Light intoned it downwards, stressed the last word, deliberately not a question. L pushed his chair back and uncurled, grabbed his phone as he did, feeling muscles and joints protesting. His spine popped when he stood up, loudly, and he winced. Light’s laugh echoed in the dark room. L’s foot caught on a stray mug: he nearly tripped, slammed his palm into the light switch, ignored the increased sadistic glee from the phone’s speaker.
“You’re a-“ Light began, and L hung up. Didn’t want the screech of feedback when he opened the door.
“Hello, Light-kun,” L said a moment later, barefoot and squinting against the glare of the hallway as he met Light’s gaze, “I’m a what?”
The air in L’s flat hung static, warmer than it needed to be. Light placed his shoes neatly in the entryway and edged past him with a sharply courteous smile, predatorial, before slinging his jacket off and onto the dusty kitchen counter. L locked the door behind him. “Thank you for finally letting me in, L, and drop the honorific, we’ve been past that for ages.”

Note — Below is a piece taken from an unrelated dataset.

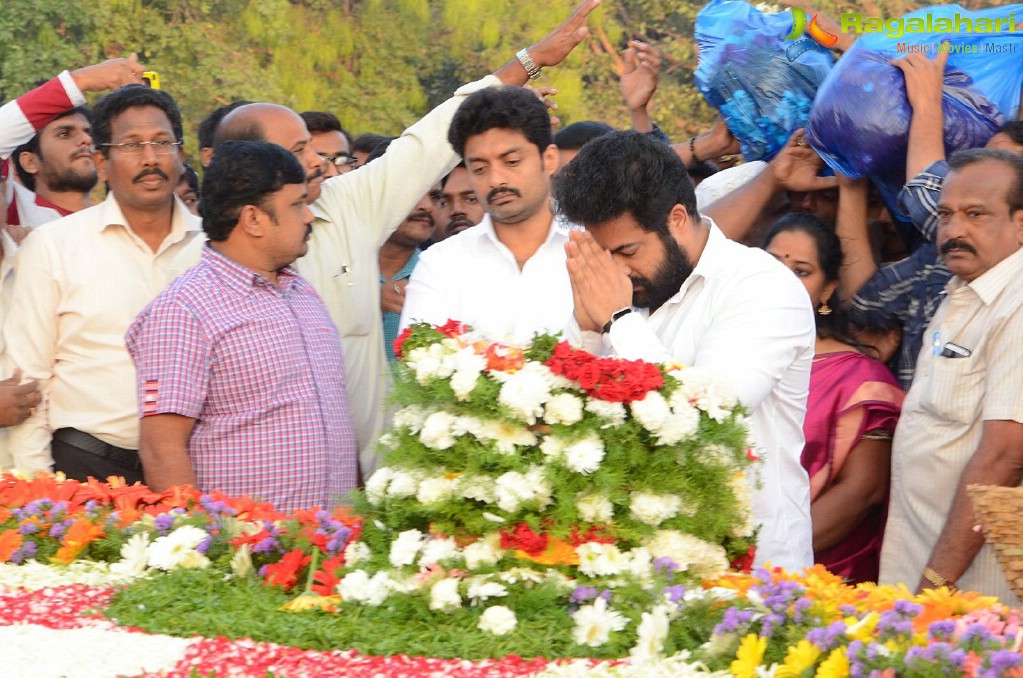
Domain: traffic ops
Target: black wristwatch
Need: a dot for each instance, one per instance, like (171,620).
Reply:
(615,316)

L hummed and trailed behind Light as he swept into the bedroom. The filled-in cryptic sat neon on the desk, the only orderly thing besides Light himself, with his pretentious jackets and ties and pushed-back cuticles, looking very out of place, like some disappointed headmaster, not a seventeen-year-old serial killer. Potential serial killer. Serial killer.
“You live like a frat boy,” said Light, bending down and dangling a teacup from between his thumb and forefinger. He wrinkled his nose. “Ugh. How are you older than me.”
“I was born earlier. Light-kun, you needn’t come, if you find it so debasing.”
Light stacked as many mugs as he could carry and placed them on the desk. “You said you wanted to work on the investigation. Rather suspicious, if I didn’t come, right? Something Kira would do?”
“Kira would do whatever he thinks would outpace me.” Light was starting to pick up the duvet. Making the bed. Too domestic. It’d get messed up soon. “Leave the bed, Light.”
“You don’t even have anything you need to work on with me. You finished it days ago. What, L,” Light said, and he flicked the lights off, leaving him backlit by the computer, a caricature of night despite it being well before noon, “were you lonely?”
L slipped his fingers into the knot of Light’s tie and pulled. Right above the jugular. “You knew it was a pretense and you came nonetheless. I wouldn’t call anyone lonely if I were you, Light-kun.”
Light pushed him down onto the half-made bed. Something, maybe his phone, dug into L’s back, mirrored as Light’s fingertips dug into his collarbone, knee between L’s thighs. Being held flat hurt after days of sitting curled and hunched over.
The clear displacement of Light in this room fascinated L. Distracted him from the physical threat, promise, over him. Light could make his body feel like it belonged to him, for once, hurt and ache in satisfaction, and as good as it was—because it was good, L was picky, didn’t do this often—it wasn’t the point. It’d always been about the mind. L squirmed as Light bit at his neck.
“You’re a bit of a wreck, L,” Light said, mouth to his skin, “Good thing Kira can’t see you like this.”
L dragged him closer with a fist in the collar of his too-white shirt. It wouldn’t end well, but the captivating things never did. “Good thing indeed.”